Much has been made of the emergence of "red state" America, which
supposedly constitutes the political base for President Bush's
unilateralist foreign policy, and of the increased number of
conservative Christians who supposedly shape the president's
international agenda. But the extent and significance of these
phenomena have been much exaggerated. So
much attention has been paid to these false determinants of
administration policy that a different political dynamic has been
underappreciated. Within the Republican Party, the Bush administration
got support for the Iraq war from the neoconservatives (who lack a
political base of their own but who provide considerable intellectual
firepower) and from what Walter Russell Mead calls "Jacksonian America"
- American nationalists whose instincts lead them toward a pugnacious
isolationism. Happenstance
then magnified this unlikely alliance. Failure to find weapons of mass
destruction in Iraq and the inability to prove relevant connections
between Saddam Hussein and Al Qaeda left the president, by the time of
his second inaugural address, justifying the war exclusively in
neoconservative terms: that is, as part of an idealistic policy of
political transformation of the broader Middle East. The president's
Jacksonian base, which provides the bulk of the troops serving and
dying in Iraq, has no natural affinity for such a policy but would not
abandon the commander in chief in the middle of a war, particularly if
there is clear hope of success. This war coalition is fragile, however, and vulnerable to mishap. If Jacksonians begin to perceive the war as unwinnable or a failure, there will be little future support for an expansive foreign policy that focuses on promoting democracy.
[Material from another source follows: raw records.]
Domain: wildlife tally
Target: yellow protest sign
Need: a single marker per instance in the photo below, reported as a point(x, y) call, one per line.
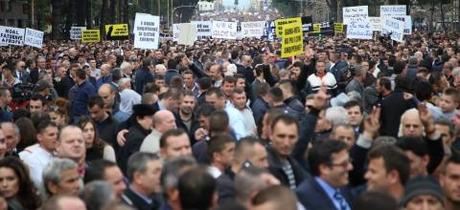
point(92, 35)
point(292, 40)
point(117, 31)
point(280, 23)
point(316, 28)
point(338, 27)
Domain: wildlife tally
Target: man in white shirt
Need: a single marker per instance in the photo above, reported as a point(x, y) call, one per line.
point(37, 156)
point(239, 102)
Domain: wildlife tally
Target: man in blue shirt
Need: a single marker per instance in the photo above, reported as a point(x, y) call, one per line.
point(79, 96)
point(330, 165)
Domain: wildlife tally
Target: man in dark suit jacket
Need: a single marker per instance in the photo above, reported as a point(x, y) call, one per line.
point(330, 163)
point(141, 192)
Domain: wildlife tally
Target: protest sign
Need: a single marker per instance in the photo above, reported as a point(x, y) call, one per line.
point(376, 23)
point(357, 14)
point(292, 39)
point(338, 28)
point(392, 10)
point(11, 36)
point(92, 35)
point(357, 21)
point(176, 32)
point(117, 31)
point(407, 23)
point(252, 29)
point(393, 27)
point(187, 35)
point(223, 30)
point(316, 28)
point(281, 22)
point(33, 38)
point(203, 29)
point(146, 31)
point(75, 32)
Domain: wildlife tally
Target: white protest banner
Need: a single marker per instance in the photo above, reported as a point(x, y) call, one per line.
point(146, 31)
point(393, 27)
point(253, 29)
point(176, 32)
point(376, 23)
point(357, 13)
point(11, 36)
point(75, 32)
point(407, 23)
point(204, 29)
point(359, 29)
point(187, 34)
point(224, 30)
point(34, 38)
point(392, 10)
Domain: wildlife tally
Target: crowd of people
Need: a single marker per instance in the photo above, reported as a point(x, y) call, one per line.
point(229, 124)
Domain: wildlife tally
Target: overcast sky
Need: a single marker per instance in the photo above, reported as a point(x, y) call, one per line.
point(242, 4)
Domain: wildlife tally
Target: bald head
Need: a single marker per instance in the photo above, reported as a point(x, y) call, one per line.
point(105, 70)
point(163, 121)
point(411, 124)
point(107, 93)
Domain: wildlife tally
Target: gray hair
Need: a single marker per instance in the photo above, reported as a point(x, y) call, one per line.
point(336, 115)
point(172, 170)
point(138, 163)
point(52, 171)
point(97, 194)
point(248, 181)
point(125, 65)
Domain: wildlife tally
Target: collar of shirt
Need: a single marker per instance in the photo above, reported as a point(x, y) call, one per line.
point(330, 191)
point(145, 198)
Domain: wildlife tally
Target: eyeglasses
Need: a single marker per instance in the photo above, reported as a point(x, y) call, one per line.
point(343, 164)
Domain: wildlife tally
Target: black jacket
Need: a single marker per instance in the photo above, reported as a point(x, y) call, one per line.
point(275, 168)
point(131, 199)
point(133, 143)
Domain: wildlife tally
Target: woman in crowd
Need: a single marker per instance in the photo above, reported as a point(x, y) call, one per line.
point(96, 148)
point(16, 186)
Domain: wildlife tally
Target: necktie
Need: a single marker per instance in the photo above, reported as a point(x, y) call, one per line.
point(341, 200)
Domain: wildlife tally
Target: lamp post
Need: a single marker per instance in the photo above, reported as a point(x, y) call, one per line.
point(180, 7)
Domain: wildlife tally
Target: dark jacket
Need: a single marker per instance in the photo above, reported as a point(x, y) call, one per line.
point(275, 168)
point(136, 135)
point(63, 87)
point(79, 96)
point(131, 199)
point(392, 107)
point(312, 196)
point(142, 77)
point(259, 108)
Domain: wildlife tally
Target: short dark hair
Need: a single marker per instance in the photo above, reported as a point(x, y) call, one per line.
point(286, 119)
point(217, 144)
point(394, 159)
point(353, 103)
point(375, 200)
point(96, 100)
point(277, 94)
point(385, 82)
point(414, 144)
point(215, 90)
point(218, 121)
point(173, 132)
point(196, 189)
point(321, 153)
point(96, 169)
point(81, 73)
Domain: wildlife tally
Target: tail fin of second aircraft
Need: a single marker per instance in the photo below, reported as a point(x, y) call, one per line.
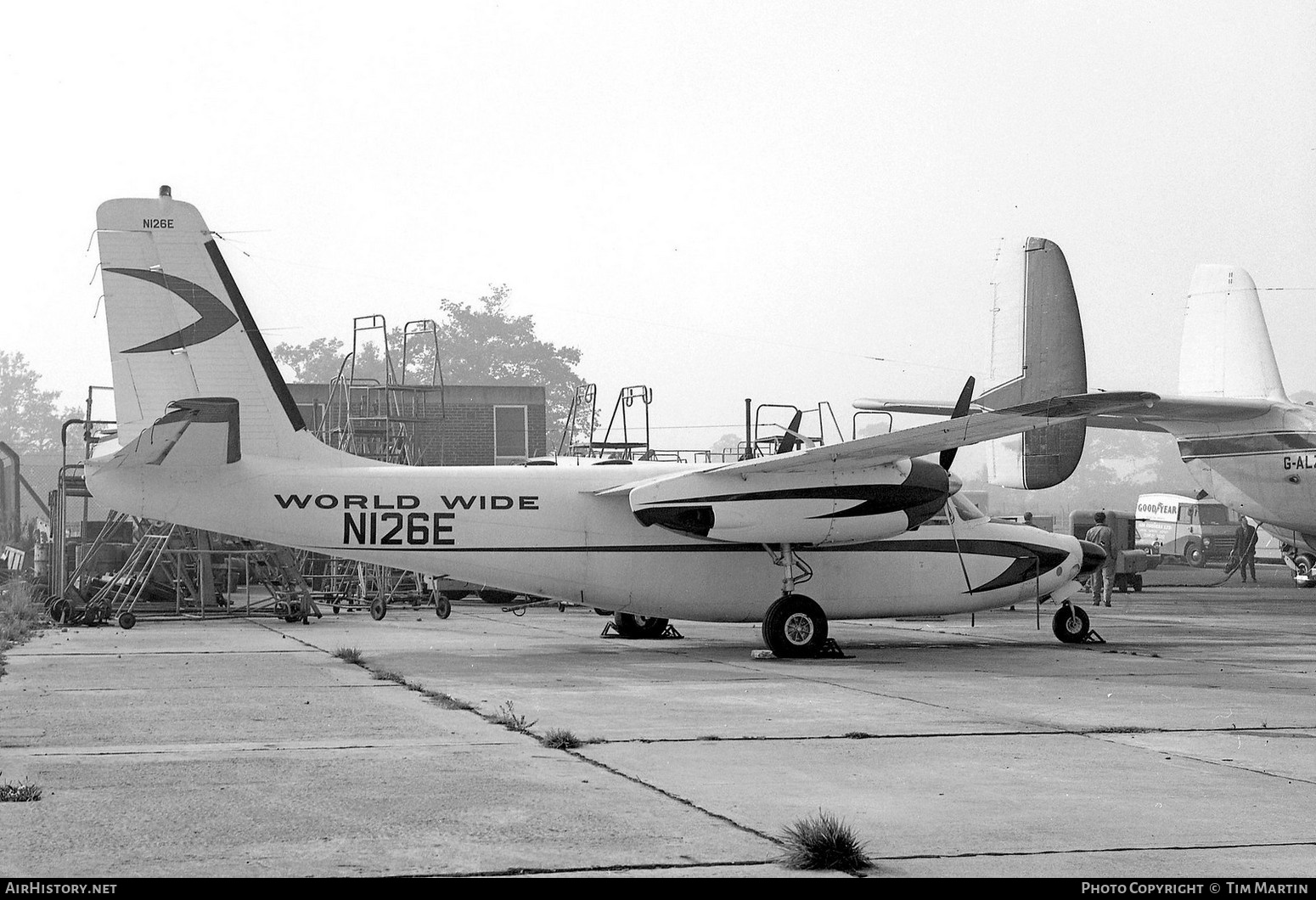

That in turn could drive the 2008 Republican presidential primaries in ways likely to affect the future of American foreign policy as a whole. Are we failing in Iraq? That's still unclear. The United States can control the situation militarily as long as it chooses to remain there in force, but our willingness to maintain the personnel levels necessary to stay the course is limited. The all-volunteer Army was never intended to fight a prolonged insurgency, and both the Army and Marine Corps face manpower and morale problems. While public support for staying in Iraq remains stable, powerful operational reasons are likely to drive the administration to lower force levels within the next year. With
the failure to secure Sunni support for the constitution and splits
within the Shiite community, it seems increasingly unlikely that a
strong and cohesive Iraqi government will be in place anytime soon.
Indeed, the problem now will be to prevent Iraq's constituent groups
from looking to their own militias rather than to the government for
protection. If the United States withdraws prematurely, Iraq will slide
into greater chaos. That would set off a chain of unfortunate events
that will further damage American credibility around the world and
ensure that the United States remains preoccupied with the Middle East
to the detriment of other important regions - Asia, for example - for
years to come. We
do not know what outcome we will face in Iraq. We do know that four
years after 9/11, our whole foreign policy seems destined to rise or
fall on the outcome of a war only marginally related to the source of
what befell us on that day. There was nothing inevitable about this.